Encore plus ambitieux, d’autres se lancent dans la promotion immobilière. Si l’État bâtit de grands ensembles dans des banlieues lointaines, mal desservies, les privés lorgnent les centres-villes. Les vieilles villas coloniales d’Alger, d’Oran, de Bordj-Bou-Arreridj ou de Sétif disparaissent rapidement. Des promoteurs audacieux les achètent un bon prix, les démolissent et à la place construisent un immeuble sur quatre ou cinq niveaux, sans charme, mais au-dessus de garages très recherchés. À Alger, une villa sans prétention sur 300 m2 de jardin se vend facilement 190 à 200 millions de DA (1,35 à 1,42 million d’euros). Dessus, on peut construire 3 000 m2 d’appartements et revendre le tout pour 1,2 milliard de DA (environ 85 millions d’euros). Six fois la mise !

Toute cette activité se déroule à l’écart des autorités. « Je ne leur demande rien, car je ne veux rien avoir à faire avec eux », s’exclame un néo-fermier. L’administration n’a pas bonne presse. « La population déteste la bureaucratie encore plus que les militaires », constate un ancien ministre. Et pour cause. Les agents de l’État n’ont pas été augmentés depuis 2011, à part quelques rares revalorisations du point d’indice, à peine l’équivalent de 10 dollars (10 euros) sur une année. Aux prises avec une hausse des prix parfois à deux chiffres, qui a mangé au moins la moitié de leur pouvoir d’achat, beaucoup se rattrapent en faisant payer le moindre coup de tampon. Et Dieu sait si l’administration algérienne en consomme !

La fabrique des laissés-pour-compte

L’informel conforte les inégalités sociales. Les patrons ne font preuve d’aucune solidarité avec leurs employés, privés des droits sociaux les plus élémentaires. « L’État social » que revendique le régime se fait sans eux à la charge de la seule rente pétrolière qui tôt ou tard se révèle insuffisante pour faire face à tous les besoins. La caisse de chômage mise en place sous la présidence Tebboune est financée par le budget, et non par les entreprises comme partout ailleurs.

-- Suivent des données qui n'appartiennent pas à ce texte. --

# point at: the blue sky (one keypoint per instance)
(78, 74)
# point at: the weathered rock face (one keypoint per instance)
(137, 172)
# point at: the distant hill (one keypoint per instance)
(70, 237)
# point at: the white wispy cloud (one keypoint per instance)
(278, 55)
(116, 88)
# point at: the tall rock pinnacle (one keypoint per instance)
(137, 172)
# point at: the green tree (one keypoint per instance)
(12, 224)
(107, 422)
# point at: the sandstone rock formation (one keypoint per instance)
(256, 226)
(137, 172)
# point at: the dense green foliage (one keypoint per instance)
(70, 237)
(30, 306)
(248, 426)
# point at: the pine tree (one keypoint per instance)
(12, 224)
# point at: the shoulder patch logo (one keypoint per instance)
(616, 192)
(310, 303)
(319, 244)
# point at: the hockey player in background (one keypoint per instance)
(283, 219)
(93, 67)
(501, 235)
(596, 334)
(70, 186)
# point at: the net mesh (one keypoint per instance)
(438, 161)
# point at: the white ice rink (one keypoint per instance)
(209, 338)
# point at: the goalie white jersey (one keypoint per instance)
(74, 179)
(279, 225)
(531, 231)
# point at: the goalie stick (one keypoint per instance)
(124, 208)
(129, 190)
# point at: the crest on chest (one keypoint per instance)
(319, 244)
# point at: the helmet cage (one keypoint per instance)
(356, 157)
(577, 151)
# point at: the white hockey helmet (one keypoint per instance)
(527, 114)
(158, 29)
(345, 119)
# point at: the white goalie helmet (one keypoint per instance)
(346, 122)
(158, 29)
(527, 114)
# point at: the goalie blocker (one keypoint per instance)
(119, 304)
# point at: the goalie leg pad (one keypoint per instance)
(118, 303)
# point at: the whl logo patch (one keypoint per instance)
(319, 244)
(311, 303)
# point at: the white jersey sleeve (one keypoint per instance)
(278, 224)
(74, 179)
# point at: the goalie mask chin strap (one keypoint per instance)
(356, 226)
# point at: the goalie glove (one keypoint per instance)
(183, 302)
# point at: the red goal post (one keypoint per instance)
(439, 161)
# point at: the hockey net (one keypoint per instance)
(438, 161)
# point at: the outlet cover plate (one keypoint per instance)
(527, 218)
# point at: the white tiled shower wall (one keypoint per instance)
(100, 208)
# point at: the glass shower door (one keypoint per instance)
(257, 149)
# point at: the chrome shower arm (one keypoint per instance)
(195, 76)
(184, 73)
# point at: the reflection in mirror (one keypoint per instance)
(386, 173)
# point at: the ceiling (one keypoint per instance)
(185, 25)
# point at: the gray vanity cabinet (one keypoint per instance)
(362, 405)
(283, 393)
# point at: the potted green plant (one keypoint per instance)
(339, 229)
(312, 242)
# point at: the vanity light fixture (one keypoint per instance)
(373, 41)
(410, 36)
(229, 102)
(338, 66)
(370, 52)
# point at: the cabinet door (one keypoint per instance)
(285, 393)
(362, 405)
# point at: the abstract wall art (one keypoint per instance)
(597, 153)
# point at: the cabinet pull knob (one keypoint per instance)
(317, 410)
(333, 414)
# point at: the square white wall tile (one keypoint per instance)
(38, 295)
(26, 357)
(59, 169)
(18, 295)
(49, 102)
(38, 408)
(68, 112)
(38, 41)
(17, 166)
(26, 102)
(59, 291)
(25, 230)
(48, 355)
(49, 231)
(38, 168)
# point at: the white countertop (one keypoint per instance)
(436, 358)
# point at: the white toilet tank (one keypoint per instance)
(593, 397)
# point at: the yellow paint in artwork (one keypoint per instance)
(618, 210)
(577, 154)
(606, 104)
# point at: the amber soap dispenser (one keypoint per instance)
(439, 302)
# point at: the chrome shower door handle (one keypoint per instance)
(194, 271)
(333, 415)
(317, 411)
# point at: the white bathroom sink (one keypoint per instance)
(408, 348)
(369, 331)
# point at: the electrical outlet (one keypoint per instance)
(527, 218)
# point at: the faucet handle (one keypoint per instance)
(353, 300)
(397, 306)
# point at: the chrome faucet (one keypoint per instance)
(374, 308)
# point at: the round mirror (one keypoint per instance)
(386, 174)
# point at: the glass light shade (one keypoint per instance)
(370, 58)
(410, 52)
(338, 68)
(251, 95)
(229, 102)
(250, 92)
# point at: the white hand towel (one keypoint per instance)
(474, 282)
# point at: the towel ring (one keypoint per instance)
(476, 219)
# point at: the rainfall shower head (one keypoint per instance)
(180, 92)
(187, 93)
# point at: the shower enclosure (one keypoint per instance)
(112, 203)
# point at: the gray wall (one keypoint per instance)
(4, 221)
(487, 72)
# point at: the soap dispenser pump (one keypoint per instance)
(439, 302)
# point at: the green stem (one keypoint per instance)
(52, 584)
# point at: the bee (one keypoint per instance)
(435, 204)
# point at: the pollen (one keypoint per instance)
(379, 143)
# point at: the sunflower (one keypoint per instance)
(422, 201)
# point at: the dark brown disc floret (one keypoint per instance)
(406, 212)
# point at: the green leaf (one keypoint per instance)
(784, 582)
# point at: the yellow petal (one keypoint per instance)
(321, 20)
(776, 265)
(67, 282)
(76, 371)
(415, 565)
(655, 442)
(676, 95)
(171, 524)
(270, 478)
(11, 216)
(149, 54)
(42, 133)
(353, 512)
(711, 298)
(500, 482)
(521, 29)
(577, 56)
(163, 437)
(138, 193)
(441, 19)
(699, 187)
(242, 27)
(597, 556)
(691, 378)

Les jeunes — et d’abord les filles — sont les premières victimes de cette société schizophrène qui n’offre guère d’emplois rémunérateurs à ses millions de diplômés de l’université, en dehors du secteur public qui ne recrute presque plus.

Parmi les laissés-pour-compte, sans relations ni parrains influents, ils sont nombreux à choisir l’exil, quitte à s’embarquer sur des bateaux de fortune et à prendre le risque de se faire tirer dessus par les garde-côtes. D’autres se réfugient dans la drogue et en consomment ouvertement jusque devant les policiers. « Ils ne veulent pas de manifestation, mais pour la drogue, ils laissent faire », relève Ahmed, un marchand forain installé en France qui est allé voir sa mère après quatre ans d’absence. Le kif venu du Maroc est peu à peu supplanté par ce que les autorités rangent sous le nom générique de « comprimés psychotropes » qui, de Maghnia dans l’ouest à Laghouat dans le sud, inondent le pays malgré les saisies record des forces de l’ordre.

1Le taux officiel est d’environ 150 DA pour un dollar comme pour un euro. Au marché noir, ces deux devises dépassent 200 DA.